The echo of the last word of her prayer faded among the rocks, and Vael's wounds began to heal. The leaking fluids stopped, the ruptured flesh and bone growing towards one another. It was like watching the growth of trees sped up, an uncannily inorganic movement of organic matter. Bones reformed like growing branches, muscles and skin knitted together. All three of Vael's wounds closed, his chest bloody but unbroken.

He gasped, a deep, clean breath and lifted his head up, eyes wild and panting. She still had her hands laid atop his chest, and he held them with his own. She could feel his heart racing beneath her fingers, and through them he could feel hers racing as well. They shared breaths as the adrenaline began to wear away.

"My thanks," Vael said, his voice still ragged.

"That's what I'm here for," Delyssa replied. They sat there until their heartbeats slowed from panicked to merely fast. Eventually, Vael broke his gaze away and glanced about.

"Er, perhaps Brynwa needs your attention," he said. Delyssa looked up. Cenhera was still crouched by the fighter. She looked down and realized that she was still straddling the paladin, her skirt pushed up high around her thighs. She carefully maneuvered off of him and straightened her garments.

"Will you be alright for now?" she asked, and Vael nodded.

She ran over to the fighter and sat opposite Cenhera. "How is Brynwa?"

The tunling glanced up. Between them, Brynwa groaned and squirmed.

"Bryn fell from twice times her height and landed square on her back. I expect something is broken. Do you still have magic?"

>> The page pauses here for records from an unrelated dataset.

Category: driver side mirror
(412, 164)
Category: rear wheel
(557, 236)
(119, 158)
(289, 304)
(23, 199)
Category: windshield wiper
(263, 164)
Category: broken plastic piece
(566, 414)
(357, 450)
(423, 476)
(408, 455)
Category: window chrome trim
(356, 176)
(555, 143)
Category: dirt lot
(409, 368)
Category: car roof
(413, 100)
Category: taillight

"I do. Help me roll her over."

Cenhera leaped across Brynwa's torso and squatted next to Delyssa. They both grabbed the fighter's arm and pushed upwards.

"How is Vael?" Cenhera said through gritted teeth.

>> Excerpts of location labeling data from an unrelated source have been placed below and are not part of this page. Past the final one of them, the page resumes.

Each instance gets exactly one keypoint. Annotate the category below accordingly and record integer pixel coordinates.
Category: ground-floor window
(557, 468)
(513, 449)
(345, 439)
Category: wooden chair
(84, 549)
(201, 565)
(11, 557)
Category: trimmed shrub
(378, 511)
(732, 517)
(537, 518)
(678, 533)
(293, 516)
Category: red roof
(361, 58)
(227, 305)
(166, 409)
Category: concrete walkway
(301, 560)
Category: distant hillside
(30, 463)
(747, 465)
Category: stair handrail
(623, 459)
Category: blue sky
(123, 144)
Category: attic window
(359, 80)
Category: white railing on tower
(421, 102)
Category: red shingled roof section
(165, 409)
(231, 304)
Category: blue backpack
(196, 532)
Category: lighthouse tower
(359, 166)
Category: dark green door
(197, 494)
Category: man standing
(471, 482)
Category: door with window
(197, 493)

"Cured. He should be fine."

They tipped Brynwa onto her side and saw that she had landed directly on top of a triangular bit of stone that stuck up out of the ground. It punctured her leather cuirass and through the jerkin that the fighter always wore. In comparison to the spikes driven through Vael's armor, this wound was a mess. Cenhera turned away, suppressing a gag.

Delyssa recited the same prayer, felt that same magic enter her body -- diminished. The use of magic was draining, and each time she opened herself up to Shevlana's font of divinity she felt a greater strain, a greater absence in its wake.

When the wound had closed, they rolled Brynwa onto her back on a more level part of the ground.

"Why do you call Brynwa 'Bryn'?" Delyssa asked Cenhera as the unconscious fighter's breathing leveled.

Cenhera gave her a sharp look, almost pityingly. "What? I've campaigned with this lump for a while now -- longer than Vael," she said, prodding the leg of the warrior. "I think I know this idiot pretty well. Anything more than that, well... you'll just have to stick around to figure out what I mean. Don't worry about it, for now at least."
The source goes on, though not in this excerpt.